It is a great pleasure to be with you at St. John's this
morning. I have long loved and admired this parish, and I'm grateful to your
present dean both for his continuing the great tradition of leadership here and
for the invitation to join you this morning.
I understand that you are working your way through Paul's
letter to the Romans this summer. When I first heard that, I wasn't sure if I
wanted to applaud or weep. This is tough stuff. Jesus tells stories. Paul
writes philosophy. I think we preachers stepped away from him because we quail
in the face of so powerful a mind working through such sophisticated arguments.
It's easier, frankly, to say a few words about weeds and wheat.

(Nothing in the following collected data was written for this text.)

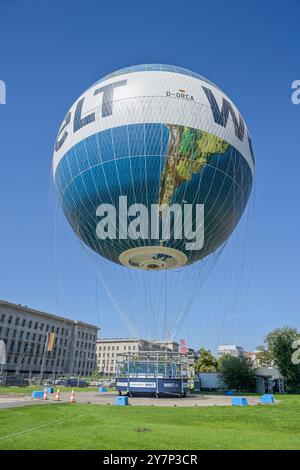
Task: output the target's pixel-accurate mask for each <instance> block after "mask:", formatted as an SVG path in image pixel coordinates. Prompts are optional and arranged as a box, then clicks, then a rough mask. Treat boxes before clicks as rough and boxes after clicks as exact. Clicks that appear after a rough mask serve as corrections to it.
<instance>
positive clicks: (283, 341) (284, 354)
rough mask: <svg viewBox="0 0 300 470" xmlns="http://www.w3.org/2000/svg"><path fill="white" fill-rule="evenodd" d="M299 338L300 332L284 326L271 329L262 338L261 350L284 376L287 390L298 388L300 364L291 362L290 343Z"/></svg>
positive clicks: (299, 370) (294, 389)
mask: <svg viewBox="0 0 300 470" xmlns="http://www.w3.org/2000/svg"><path fill="white" fill-rule="evenodd" d="M299 338H300V332H299V331H298V330H297V329H296V328H292V327H290V326H284V327H283V328H276V329H275V330H273V331H271V332H270V333H269V334H268V335H267V336H266V337H265V338H264V346H263V351H264V352H267V353H268V354H269V355H270V357H271V358H272V359H273V363H274V364H275V365H276V366H277V367H278V370H279V372H280V373H281V374H282V375H283V376H284V378H285V380H286V385H287V387H288V389H289V390H293V391H296V390H297V391H298V390H300V364H293V362H292V355H293V352H294V349H293V347H292V344H293V342H294V341H295V340H297V339H299Z"/></svg>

We lose a lot when we stop talking about Paul. Paul was the
first Christian to understand all the implications of the Gospel. He was a
foundational genius, like Shakespeare or Freud or Darwin. He thought it all
through for the first time, and though he got some of it wrong he got so much
more right. I wouldn't have delved so deeply into Romans if I hadn't been
asked, but the more I've thought about this provocative letter the gladder I am
that Mark gave me this assignment. So here is my attempt to add to your summer
exploration of what Paul is up to in his letter to the Romans.
Much has been written in
recent years about Jesus and empire. If you think about the world in which
Jesus lived and taught, it was dominated by Rome politically, economically, and
militarily. Palestinian Jewish peasants, of which Jesus was one, were taxed
mercilessly by the Romans to support their empire. Not only that, most of their
food went to support Rome's gigantic standing army as well. Jesus's people were
both poor and hungry. One way to understand his teaching is to see it as a way
to live an abundant life even in the midst of scarcity and oppression. Rather
than isolate and hoard what is yours, join with others and share what you have.

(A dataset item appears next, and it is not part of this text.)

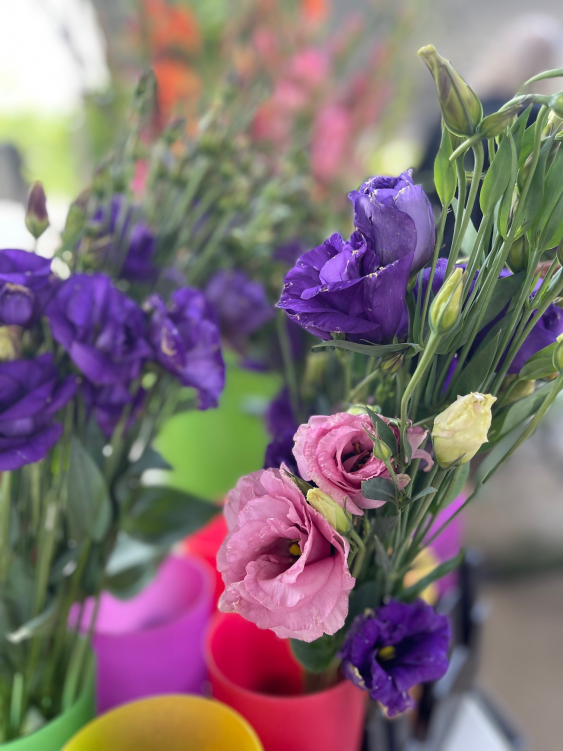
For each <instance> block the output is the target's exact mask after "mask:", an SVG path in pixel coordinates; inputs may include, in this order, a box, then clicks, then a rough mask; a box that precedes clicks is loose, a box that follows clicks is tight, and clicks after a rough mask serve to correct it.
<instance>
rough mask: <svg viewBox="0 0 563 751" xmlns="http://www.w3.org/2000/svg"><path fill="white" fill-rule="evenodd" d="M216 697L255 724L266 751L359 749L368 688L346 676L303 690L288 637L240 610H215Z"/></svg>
mask: <svg viewBox="0 0 563 751" xmlns="http://www.w3.org/2000/svg"><path fill="white" fill-rule="evenodd" d="M206 661H207V666H208V670H209V677H210V680H211V687H212V689H213V696H214V698H215V699H218V700H219V701H222V702H224V703H225V704H228V705H229V706H231V707H232V708H233V709H235V710H236V711H237V712H239V713H240V714H241V715H242V716H243V717H245V718H246V719H247V720H248V721H249V722H250V724H251V725H252V726H253V727H254V729H255V730H256V732H257V733H258V736H259V737H260V740H261V741H262V743H263V745H264V749H265V751H313V749H314V750H315V751H316V749H319V751H321V749H322V751H358V750H359V749H360V746H361V742H362V738H363V730H364V721H365V710H366V699H367V694H366V693H364V692H363V691H360V690H359V689H358V688H356V687H355V686H354V685H352V684H351V683H349V682H348V681H345V680H343V681H341V682H340V683H337V684H336V685H335V686H333V687H332V688H329V689H326V690H324V691H319V692H317V693H310V694H305V693H303V683H304V673H303V668H302V667H301V665H300V664H299V663H298V662H297V660H296V659H295V657H294V656H293V653H292V652H291V647H290V643H289V641H288V640H286V639H279V638H278V637H277V636H276V635H275V634H274V633H273V632H272V631H266V630H262V629H259V628H258V627H257V626H255V625H254V624H253V623H250V622H248V621H245V620H244V619H243V618H241V617H240V616H238V615H232V614H228V615H227V614H221V613H219V614H217V615H216V616H215V617H214V619H213V621H212V623H211V628H210V631H209V634H208V637H207V641H206Z"/></svg>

Radical then and radical now.
The problem, of course is that empires demand absolute
loyalty which Jesus (and Paul) think appropriate only to God. Caesar pretends
to be divine and demands that you worship him. The empire is like a bad family,
treating its subjects abusively and then expecting worship and obedience in
return. To Jesus, the emperor's claims are both arrogant and blasphemous. The
great New Testament scholar John Dominic Crossan sums up Jesus's teaching with
this sentence: "In your face, Caesar!"
The
earliest Christians were martyred in the Roman world because they were seen as
a challenge to the cult of Caesar and therefore politically dangerous. They
refused to worship the emperor and proclaimed that Jesus was their lord and
king. The Romans understood just how subversive this teaching really was. It
held up the world the empire projected as false, and showed its values to be
counterfeits of God's values. To Jesus and Paul, Caesar was merely a parody of
God— power masquerading as authority, privilege pretending to be justice, aggression
calling itself love.
But the good news, for
Paul, is that "the creation waits with eager longing for the revealing of
the children of God." When he says that "the sufferings of this
present time are not worth comparing with the glory about to be revealed to
us," he means not only that we will be personally saved. He means also
that what we experience in the life and teachings of Jesus and in the community
that gathers around him—what we together have in community and compassion--will
ultimately free the world. "In your face, Caesar!"
As Paul says, "the sufferings of this present time are
not worth comparing with the glory about to be revealed to us." The good
news from Paul this morning is that you and I are on the same Exodus journey
from slavery to freedom walked by Moses and Israel, by Jesus and his
companions, by all the great visionary leaders from Martin Luther King and
Caesar Chavez to Nelson Mandela. Let us join with each other and with everyone
who is up against it—those in hospital rooms, in prisons, at the border, the
homeless, in our cities, in Gaza—and get on that road with Jesus. Let us hold
on to each other, bear one another's burdens, and live the expansive and
abundant freedom of life on God's terms.